Many-body phases from effective geometrical frustration and long-range interactions in a subwavelength lattice

TL;DR

This paper proposes a method to realize and study many-body quantum phases using a subwavelength lattice with engineered geometrical frustration and tunable long-range interactions, enabling exploration of complex quantum states.

Contribution

It introduces a scheme using Raman-induced subwavelength lattices to naturally combine geometrical frustration with long-range interactions in quantum gases.

Findings

Demonstration of a versatile frustrated Hubbard model with tunable long-range interactions.

Identification of various many-body phases including density-wave and superfluid states.

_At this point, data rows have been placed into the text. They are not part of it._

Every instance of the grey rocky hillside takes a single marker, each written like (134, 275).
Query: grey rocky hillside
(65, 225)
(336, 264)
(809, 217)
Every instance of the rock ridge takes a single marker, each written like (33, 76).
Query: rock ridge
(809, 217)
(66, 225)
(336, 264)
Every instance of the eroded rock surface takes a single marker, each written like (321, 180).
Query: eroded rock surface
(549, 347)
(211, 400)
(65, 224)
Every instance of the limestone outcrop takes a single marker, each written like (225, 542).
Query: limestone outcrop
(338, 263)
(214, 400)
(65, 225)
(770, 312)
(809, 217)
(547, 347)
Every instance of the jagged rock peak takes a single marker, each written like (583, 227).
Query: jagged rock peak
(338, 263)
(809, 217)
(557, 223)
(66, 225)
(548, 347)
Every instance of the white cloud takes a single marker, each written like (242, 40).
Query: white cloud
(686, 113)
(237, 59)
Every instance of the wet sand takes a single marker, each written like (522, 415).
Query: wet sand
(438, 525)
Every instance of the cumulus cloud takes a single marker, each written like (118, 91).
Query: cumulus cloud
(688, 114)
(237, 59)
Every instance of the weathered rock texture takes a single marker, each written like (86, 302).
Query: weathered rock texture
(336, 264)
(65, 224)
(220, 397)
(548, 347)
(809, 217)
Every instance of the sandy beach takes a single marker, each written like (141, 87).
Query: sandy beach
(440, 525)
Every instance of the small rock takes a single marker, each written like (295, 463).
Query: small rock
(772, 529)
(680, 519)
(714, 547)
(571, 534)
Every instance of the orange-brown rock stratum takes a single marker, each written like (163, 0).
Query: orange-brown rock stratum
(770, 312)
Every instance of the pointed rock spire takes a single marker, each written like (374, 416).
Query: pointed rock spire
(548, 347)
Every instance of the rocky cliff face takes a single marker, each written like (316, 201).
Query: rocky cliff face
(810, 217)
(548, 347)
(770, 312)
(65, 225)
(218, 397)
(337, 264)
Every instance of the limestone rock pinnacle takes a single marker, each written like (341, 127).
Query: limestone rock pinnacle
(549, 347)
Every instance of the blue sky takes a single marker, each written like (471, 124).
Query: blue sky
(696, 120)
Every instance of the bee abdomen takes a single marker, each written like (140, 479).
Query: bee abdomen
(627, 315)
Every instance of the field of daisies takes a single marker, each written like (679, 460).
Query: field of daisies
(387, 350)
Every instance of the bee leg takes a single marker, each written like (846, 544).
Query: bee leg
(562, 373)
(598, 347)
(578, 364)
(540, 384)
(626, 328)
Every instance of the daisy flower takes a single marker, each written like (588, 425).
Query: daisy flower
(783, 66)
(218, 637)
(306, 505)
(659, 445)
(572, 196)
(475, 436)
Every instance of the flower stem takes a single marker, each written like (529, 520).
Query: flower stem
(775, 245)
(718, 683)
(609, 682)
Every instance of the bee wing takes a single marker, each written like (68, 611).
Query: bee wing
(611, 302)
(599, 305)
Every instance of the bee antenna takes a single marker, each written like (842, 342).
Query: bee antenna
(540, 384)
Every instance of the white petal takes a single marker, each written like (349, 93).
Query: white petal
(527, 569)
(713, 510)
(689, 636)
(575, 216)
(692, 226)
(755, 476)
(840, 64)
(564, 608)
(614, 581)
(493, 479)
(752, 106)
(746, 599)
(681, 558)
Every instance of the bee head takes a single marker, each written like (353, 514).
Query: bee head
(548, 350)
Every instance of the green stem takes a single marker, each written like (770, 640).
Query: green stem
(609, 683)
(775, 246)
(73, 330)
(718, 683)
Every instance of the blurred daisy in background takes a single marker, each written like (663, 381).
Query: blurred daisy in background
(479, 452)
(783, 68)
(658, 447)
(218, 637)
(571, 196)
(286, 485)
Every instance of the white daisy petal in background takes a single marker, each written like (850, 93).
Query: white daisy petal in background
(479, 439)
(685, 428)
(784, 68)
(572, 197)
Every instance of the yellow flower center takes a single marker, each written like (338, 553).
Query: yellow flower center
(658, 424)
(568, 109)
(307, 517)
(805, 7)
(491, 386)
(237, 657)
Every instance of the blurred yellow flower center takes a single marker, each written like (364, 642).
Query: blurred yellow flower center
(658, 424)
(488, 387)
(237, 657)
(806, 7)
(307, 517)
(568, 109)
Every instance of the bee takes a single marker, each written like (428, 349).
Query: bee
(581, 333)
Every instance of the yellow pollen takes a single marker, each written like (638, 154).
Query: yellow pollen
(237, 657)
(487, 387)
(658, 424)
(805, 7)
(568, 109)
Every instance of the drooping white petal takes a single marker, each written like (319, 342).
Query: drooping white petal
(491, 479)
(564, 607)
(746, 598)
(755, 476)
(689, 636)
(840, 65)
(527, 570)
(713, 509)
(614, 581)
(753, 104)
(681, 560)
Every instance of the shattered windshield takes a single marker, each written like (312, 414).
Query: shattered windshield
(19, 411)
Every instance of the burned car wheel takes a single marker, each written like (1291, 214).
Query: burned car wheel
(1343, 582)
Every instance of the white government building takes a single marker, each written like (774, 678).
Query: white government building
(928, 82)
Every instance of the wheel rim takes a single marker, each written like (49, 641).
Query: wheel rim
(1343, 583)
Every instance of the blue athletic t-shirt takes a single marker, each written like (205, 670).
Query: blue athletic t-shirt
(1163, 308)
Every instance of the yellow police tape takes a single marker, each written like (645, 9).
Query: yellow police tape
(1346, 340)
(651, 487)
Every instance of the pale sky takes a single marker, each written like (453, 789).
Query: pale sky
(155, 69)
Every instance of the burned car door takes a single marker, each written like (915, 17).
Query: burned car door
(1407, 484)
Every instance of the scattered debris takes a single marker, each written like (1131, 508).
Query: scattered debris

Observation of broken symmetries in the resulting quantum phases.

Abstract

Geometrical frustration and long-range couplings are key contributors to create quantum phases with different properties throughout physics. We propose a scheme where both ingredients naturally emerge in a Raman induced subwavelength lattice. We first demonstrate that Raman-coupled multicomponent quantum gases can realize a highly versatile frustrated Hubbard Hamiltonian with long-range interactions. The deeply subwavelength lattice period leads to strong long-range interparticle repulsion with tunable range and decay. We numerically demonstrate that the combination of frustration and long-range couplings generates many-body phases of bosons, including a range of density-wave and superfluid phases with broken translational and time reversal symmetries, respectively. Our results thus represent a powerful approach for efficiently combining long-range interactions and frustration in quantum simulations.